Por Antonio Samarone *
A morte era um acontecimento público.
Dona Amélia já voltou desenganada do Aracaju. O médico do Sanatório não conseguiu tratá-la. A sua tísica era galopante.
Na chegada, recebeu a visita de Dr. Pedro que disse o mesmo: “podem chamar o padre”. A visita do médico foi vista como um sinal de prestígio da moribunda.
Dona Amélia era viúva e morava só. Era fogueteira. Vivia disso. Morava numa casa ampla, chão batido e sem móveis. A sala da frente era abarrotada de peido de veio, chuvinha, taquarí, busca pé e bomba de breu.
A sua agonia de morte foi acompanhada pela vizinhança durante quinze dias.
Fecharam as janelas, acederam velas e puseram um vaso de água benta na entrada. Formou-se uma grande fila, dia e noite, a se despedir de Dona Amélia.
Menino não podia entrar. Eu tinha sete anos e entrei escondido de mamãe. Deram uma brecha e eu entrei. Foi o meu primeiro contato com a morte. Me despedi de dona Amélia com um olhar, não sabia o que dizer. Como até hoje não sei.

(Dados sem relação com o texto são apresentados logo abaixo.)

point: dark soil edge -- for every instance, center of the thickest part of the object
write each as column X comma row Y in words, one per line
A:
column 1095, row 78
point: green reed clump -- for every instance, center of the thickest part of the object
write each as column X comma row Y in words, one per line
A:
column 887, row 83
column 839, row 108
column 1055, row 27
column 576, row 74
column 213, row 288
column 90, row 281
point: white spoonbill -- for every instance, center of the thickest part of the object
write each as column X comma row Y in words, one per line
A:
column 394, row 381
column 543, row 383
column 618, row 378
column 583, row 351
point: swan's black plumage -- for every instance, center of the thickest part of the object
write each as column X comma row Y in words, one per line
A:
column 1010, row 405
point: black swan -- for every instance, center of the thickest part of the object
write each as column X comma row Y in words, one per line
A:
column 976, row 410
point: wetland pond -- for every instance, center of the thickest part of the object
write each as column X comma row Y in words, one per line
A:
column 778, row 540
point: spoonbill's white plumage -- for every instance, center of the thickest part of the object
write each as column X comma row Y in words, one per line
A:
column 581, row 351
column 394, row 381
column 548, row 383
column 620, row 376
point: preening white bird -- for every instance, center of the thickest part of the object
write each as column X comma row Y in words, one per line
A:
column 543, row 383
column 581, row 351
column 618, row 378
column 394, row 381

Numa segunda-feira cinzenta, o sino começou a tocar à finados e uma procissão desceu o Beco Novo, saindo da Igreja. A extrema unção ainda era o sacramento dos moribundos. Lembro-me dos detalhes.

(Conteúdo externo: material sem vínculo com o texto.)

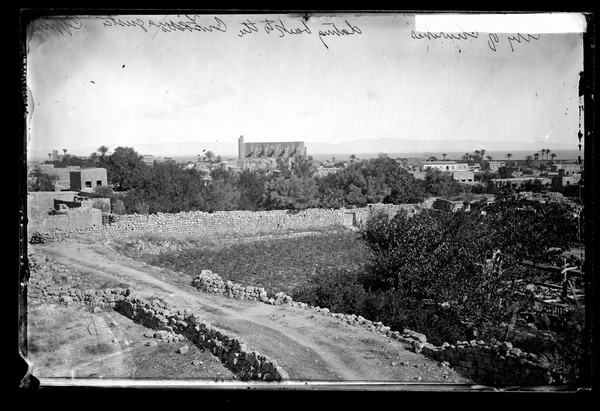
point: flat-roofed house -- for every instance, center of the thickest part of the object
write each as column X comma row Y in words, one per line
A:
column 88, row 178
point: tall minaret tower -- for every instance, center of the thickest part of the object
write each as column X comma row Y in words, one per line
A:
column 241, row 148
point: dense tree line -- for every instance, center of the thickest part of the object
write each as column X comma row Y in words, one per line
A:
column 170, row 187
column 456, row 275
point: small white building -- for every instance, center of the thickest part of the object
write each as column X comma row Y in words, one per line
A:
column 446, row 165
column 464, row 176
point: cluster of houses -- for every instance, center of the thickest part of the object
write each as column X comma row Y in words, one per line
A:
column 560, row 174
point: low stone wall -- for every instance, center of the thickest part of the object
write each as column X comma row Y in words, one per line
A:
column 167, row 319
column 72, row 221
column 228, row 224
column 495, row 363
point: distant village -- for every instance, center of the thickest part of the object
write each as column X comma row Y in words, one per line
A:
column 542, row 167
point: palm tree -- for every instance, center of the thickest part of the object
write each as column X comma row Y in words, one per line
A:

Dona Amélia era uma mulher branquinha, de olhos claros, cabelos brancos, parecia uma idosa de cem anos. Morreu aos 67 anos. Dizia-se que ela possuía dinheiro enterrado. Foi a segunda esposa de um viúvo rico, comerciante de fumo.

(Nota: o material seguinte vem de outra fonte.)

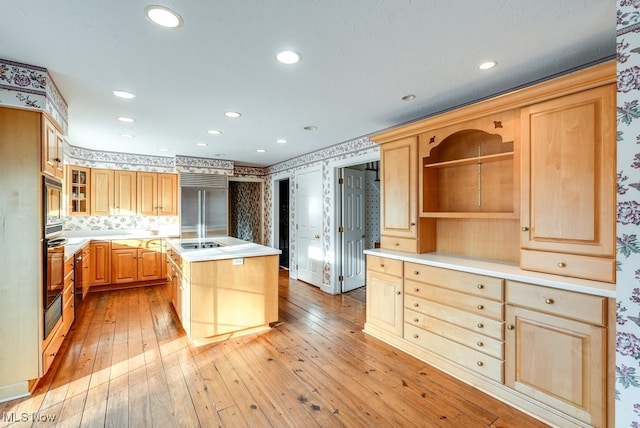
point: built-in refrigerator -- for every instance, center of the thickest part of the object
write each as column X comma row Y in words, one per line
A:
column 203, row 206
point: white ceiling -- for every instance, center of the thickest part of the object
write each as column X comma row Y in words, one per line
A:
column 359, row 57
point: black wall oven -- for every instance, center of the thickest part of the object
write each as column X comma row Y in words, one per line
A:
column 52, row 253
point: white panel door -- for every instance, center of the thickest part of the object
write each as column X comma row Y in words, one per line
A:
column 353, row 229
column 310, row 256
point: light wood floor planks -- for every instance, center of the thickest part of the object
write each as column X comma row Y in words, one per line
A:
column 127, row 362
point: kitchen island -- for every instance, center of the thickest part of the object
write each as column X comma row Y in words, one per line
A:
column 222, row 287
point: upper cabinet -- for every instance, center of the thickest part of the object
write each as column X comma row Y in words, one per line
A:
column 157, row 193
column 569, row 185
column 52, row 149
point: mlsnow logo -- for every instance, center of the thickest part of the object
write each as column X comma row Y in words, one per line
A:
column 27, row 417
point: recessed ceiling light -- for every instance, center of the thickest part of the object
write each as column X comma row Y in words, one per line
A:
column 124, row 94
column 487, row 65
column 163, row 16
column 288, row 57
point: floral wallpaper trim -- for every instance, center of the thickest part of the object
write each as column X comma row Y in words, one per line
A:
column 31, row 86
column 627, row 381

Dona Amélia vivia de preto, no máximo cinza, era o que convinha as viúvas daqueles tempos.
Na época de São João, todo o dinheirinho que os meninos pegavam, corriam para casa de Dona Amélia. Dizia os meninos: – “Quero cinco cruzeiros de peido de veio”. Ela respondia: “pegue vinte ali no canto”. E não fiscalizava. A gente sempre contava a mais. Ela sabia e ficava rindo.
Dona Amélia só saia para a Igreja, a feira e para comprar fumo na bodega de Dona Rosita. Ela gostava de mascar e fumava um cachimbo cheiroso. Só usava fumo do Lagarto ou de Arapiraca, e Dona Rosita vendia.
Mascar fumo era moda!
Mamãe também mascava capas de fumo, para ficar com a boca anestesiada, dizia ela. Talvez uma herança tupinambá. Mascava e cuspia. Um cuspe amarronzado.
Dona Amélia morreu sossegada, solenemente, sem grandes aflições ou angústias metafísicas. Dona Amélia era só, não houve luto.
Hoje, a morte é escondida. Morre-se solitariamente em hospitais, em silencio. O coração para sem fazer barulho. Parte-se, sem nada a dizer.